Histoire philosophique et politique des établissemens et du commerce des Européens dans les deux Indes/Livre XI/Chapitre 19

XIX. En quel nombre, à quel prix, & avec quelles marchandiſes les eſclaves ſont-ils achetés.

Dans les premiers tems qui ſuivirent la découverte de l’Afrique Occidentale, cette grande partie du globe ne vit pas diminuer d’une manière ſenſible ſa population. On n’avoit alors aucune occupation à donner à ſes habitans. Mais à meſure que les conquêtes & les cultures ſe multiplièrent en Amérique, il fallut plus d’eſclaves. Ce beſoin a augmenté graduellement ; & depuis la pacification de 1763, on a arraché chaque année à la Guinée quatre-vingt mille de ſes malheureux enfans. Tous ces infortunés ne ſont pas arrivés dans le Nouveau-Monde. Dans le cours ordinaire des choſes, il doit en avoir péri un huitième dans la traversée. Les deux tiers de ces déplorables victimes de notre avarice ſont ſortis du Nord, & le reſte du Sud de la ligne.

Originairement on les obtenoit par-tout à fort bon marché. Leur valeur a ſucceſſivement augmenté, & d’une manière plus marquée depuis quinze ans. En 1777, un négociant François en a fait acheter à Molembo 530, qui, ſans compter les frais de l’armement, lui ont coûté, l’un dans l’autre 583 livres 18 ſols 10 deniers. À la même époque, il en a fait prendre à Portonove 521 qu’il a obtenus pour 460 livres 10 deniers.

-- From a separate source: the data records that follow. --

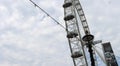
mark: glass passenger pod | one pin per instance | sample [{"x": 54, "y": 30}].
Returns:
[
  {"x": 72, "y": 34},
  {"x": 77, "y": 54},
  {"x": 67, "y": 4},
  {"x": 69, "y": 17}
]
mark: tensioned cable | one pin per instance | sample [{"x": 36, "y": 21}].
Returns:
[{"x": 47, "y": 14}]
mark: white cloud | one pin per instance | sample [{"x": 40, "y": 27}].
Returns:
[{"x": 30, "y": 38}]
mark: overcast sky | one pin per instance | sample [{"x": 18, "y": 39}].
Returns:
[{"x": 28, "y": 37}]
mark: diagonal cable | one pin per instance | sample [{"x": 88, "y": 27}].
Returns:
[{"x": 47, "y": 13}]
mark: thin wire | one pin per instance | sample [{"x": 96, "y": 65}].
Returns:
[{"x": 47, "y": 14}]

Cette différence dans les prix, qu’on peut regarder comme habituelle, ne vient pas de l’infériorité des eſclaves du Nord. Ils ſont au contraire plus forts, plus laborieux, plus intelligens que ceux du Sud. Mais la côte où on les prend eſt moins commode & plus dangereuſe : mais on n’y en trouve pas régulièrement, & l’armateur eſt exposé à perdre ſon voyage : mais pour leur fournir des eaux ſalutaires, il faut relâcher aux iſles du Prince & de Saint-Thomas : mais il en périt beaucoup dans une traversée contrariée par les vents, par les calmes & par les courans : mais leur caractère les porte au déſeſpoir ou à la révolte. Par toutes ces raiſons, on doit les payer moins cher, en Afrique, quoiqu’ils ſoient vendus un peu plus dans le Nouveau-Monde.

En ſuppoſant qu’il a été acheté quatre-vingt mille noirs en 1777, & qu’ils ont été tous achetés au prix dont nous avons parlé, ce fera 41 759 333 livres 6 ſols 8 deniers, que les bords Africains auront obtenus pour le plus horrible des ſacrifices.

Le marchand d’eſclaves ne reçoit pas cette ſomme entière. Les impôts établis par les ſouverains des ports où ſe fait la traite, en abſorbent une partie. Un agent du gouvernement, chargé de maintenir l’ordre, a auſſi ſes droits. Il eſt, entre le vendeur & l’acheteur, des intermédiaires dont le miniſtère eſt devenu plus cher, à meſure que la concurrence des navigateurs Européens a augmenté & que le nombre des noirs eſt diminué. Ces dépenſes, étrangères au commerce, ne ſont pas exactement les mêmes dans tous les marchés : mais elles n’éprouvent pas des variations importantes, & ſont par-tout trop conſidérables.

Ce n’eſt pas avec des métaux qu’on paie, mais avec nos productions & nos marchandiſes. À l’exception des Portugais, toutes les nations donnent à-peu-près les mêmes valeurs. Ce ſont des ſabres, des fuſils, de la poudre à canon, du fer, de l’eau-de-vie, des quincailleries, des tapis, de la verroterie, des étoffes de laine, ſur-tout des toiles des Indes Orientales, ou celles que l’Europe fabrique & peint ſur leur modèle. Les peuples du nord de la ligne ont adopté pour monnoie un petit coquillage blanc que nous leur apportons des Maldives. Au ſud de la ligne, le commerce des Européens a de moins cet objet d’échange. On y fabrique pour ſigne de valeur une petite pièce d’étoffe de paille de dix-huit pouces de long ſur douze de large, qui repréſente cinq de nos ſols.